In the EBM process the powder is distributed in layers over the building platform. This powder is initially preheated and heated every layer by the electron beam in order to maintain a working temperature around 650º C. In every layer, the electron beam melts also the corresponding slice of part till all layers are completed and part manufactured. EBM produces Near-net-shape parts making possible to save material (in contrast to machining), especially with very complex and lightweight geometries for the aeronautical sector. However, one of the major issues for repeatability of mechanical properties in Ti parts made on EBM is the reliability of recycled powder. Some 95-98% of powder that is not melted can be used again after sieving. However, different factors must be controlled to be able to rely on recycled powder:
- Chamber temperature., since during building, powder is submitted to high build chamber temperature (around 650ºC in case of Ti64) which changes chemical composition due to evaporation of some elements (mainly Aluminium).
- Oxygen pickup, since an important source of oxygen in Ti powder is the humidity that sticks onto build chamber walls.
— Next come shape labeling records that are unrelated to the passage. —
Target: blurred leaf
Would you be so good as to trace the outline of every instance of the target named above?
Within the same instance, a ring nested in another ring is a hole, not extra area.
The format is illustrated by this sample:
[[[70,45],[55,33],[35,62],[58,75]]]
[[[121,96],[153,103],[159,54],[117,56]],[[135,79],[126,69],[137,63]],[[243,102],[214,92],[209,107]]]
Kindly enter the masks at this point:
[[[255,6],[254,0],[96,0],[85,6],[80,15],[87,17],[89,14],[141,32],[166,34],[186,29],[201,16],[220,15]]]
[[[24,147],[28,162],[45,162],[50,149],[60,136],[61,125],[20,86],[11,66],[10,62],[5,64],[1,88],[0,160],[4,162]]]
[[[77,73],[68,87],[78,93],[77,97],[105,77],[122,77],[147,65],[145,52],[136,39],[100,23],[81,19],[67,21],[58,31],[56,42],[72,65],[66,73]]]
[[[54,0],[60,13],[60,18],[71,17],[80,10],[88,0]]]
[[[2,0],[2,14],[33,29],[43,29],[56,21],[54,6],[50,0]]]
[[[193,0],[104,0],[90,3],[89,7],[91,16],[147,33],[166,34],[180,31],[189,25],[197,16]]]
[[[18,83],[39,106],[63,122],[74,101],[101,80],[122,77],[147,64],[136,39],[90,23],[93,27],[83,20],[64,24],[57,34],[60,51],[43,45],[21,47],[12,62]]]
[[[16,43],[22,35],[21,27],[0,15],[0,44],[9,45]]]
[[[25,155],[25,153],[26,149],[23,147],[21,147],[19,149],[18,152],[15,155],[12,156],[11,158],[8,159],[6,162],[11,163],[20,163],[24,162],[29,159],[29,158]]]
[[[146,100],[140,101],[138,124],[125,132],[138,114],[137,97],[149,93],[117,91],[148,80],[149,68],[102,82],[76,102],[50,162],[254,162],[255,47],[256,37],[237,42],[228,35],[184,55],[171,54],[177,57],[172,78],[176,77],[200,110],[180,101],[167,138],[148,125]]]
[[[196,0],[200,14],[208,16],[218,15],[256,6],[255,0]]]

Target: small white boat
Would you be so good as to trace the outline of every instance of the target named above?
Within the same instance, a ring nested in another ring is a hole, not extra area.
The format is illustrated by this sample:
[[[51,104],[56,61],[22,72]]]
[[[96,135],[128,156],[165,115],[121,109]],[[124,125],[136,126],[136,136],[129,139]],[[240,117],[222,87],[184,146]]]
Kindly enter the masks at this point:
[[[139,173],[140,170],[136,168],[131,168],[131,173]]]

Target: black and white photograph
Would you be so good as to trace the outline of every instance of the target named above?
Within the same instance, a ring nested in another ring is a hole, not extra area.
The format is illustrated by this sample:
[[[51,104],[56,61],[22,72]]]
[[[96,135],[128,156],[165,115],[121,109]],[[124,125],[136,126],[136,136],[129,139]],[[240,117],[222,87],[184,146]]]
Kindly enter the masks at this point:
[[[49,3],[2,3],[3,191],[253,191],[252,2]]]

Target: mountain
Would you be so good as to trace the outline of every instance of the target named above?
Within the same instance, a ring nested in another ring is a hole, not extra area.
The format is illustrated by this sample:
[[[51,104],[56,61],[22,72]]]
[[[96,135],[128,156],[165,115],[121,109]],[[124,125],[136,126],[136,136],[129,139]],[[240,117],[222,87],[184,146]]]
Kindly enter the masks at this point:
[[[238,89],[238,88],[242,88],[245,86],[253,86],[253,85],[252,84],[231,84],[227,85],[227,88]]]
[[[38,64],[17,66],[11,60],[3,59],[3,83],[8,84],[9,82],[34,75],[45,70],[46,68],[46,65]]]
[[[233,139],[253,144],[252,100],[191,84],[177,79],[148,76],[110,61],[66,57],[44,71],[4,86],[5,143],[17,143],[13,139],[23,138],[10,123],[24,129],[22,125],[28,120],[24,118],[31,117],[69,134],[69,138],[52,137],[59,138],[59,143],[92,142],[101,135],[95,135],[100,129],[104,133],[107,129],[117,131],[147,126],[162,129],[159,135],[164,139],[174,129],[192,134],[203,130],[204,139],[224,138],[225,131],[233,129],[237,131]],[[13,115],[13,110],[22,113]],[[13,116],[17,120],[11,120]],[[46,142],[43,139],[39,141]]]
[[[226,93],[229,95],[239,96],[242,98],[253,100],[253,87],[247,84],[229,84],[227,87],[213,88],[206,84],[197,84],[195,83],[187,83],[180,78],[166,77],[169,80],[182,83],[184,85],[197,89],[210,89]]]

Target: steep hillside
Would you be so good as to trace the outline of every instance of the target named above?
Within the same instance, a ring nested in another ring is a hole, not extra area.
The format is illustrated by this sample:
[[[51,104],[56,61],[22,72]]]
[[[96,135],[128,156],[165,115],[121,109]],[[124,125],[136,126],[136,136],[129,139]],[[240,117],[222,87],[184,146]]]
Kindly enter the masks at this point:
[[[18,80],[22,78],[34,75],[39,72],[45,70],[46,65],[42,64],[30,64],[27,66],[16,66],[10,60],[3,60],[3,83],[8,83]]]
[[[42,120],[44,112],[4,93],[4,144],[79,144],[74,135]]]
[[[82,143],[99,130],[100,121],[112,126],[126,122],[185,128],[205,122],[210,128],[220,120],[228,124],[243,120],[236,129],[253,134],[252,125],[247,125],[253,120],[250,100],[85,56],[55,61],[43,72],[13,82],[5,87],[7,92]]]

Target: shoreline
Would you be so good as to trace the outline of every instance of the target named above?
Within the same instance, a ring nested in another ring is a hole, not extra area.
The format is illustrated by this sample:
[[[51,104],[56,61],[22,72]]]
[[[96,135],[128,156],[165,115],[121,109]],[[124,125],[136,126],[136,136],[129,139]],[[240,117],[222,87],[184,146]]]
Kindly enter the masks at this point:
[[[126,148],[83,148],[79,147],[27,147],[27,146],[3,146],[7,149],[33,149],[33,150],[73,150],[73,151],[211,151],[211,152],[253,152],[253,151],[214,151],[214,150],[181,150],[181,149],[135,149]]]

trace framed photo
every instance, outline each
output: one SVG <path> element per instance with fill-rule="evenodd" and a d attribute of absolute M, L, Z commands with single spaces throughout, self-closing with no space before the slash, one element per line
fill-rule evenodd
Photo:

The oxygen and hydrogen pickup may increase material fragility, but also affects powder flowability.
- Particle size and shape. After removing parts from build chamber, it is common to perform blasting in the Powder Recovery System (PRS) using pressurized air with Ti64 particles. The collision of projected particles with sintered bed causes particles to deform and break, which might significantly change their morphology.
For the aerospace parts, the reduction of the raw material consumption is essential, but mechanical properties must be guaranteed. One of the key issues is to guarantee that the recycled powder is comparable in all above mentioned aspects to fresh powder. Also, it must be clearly verified that the differences that may appear between fresh and recycled powder do not interfere in mechanical performance of functional parts built of recycled powder.
Based on this context, this project aimed at investigating the mechanical properties of aeronautical Ti6Al4V stator vanes elaborated by Electron Beam Melting. These stator vanes were compared, in terms of geometry, surface roughness and mechanical properties, to the stator vanes manufactured by selective laser melting in previous CS-RTD calls. This was particularly interesting because it is known that EBM has higher building rate than SLM although it has lower surface quality and lower quality of details. Cylindrical mechanical specimens (tensile and fatigue) were manufactured with both fresh powder and recycled powder, in order to assess the mechanical properties of Ti6Al4V material elaborated by EBM. Finally, this task enabled to determine the limit of use of the recycled Ti6Al4V atomized powder associated with the EBM process. Therefore, the constraints were defined to reduce as much as possible the raw material consumption to produce aeronautical components but without putting at risk mechanical performance of these parts.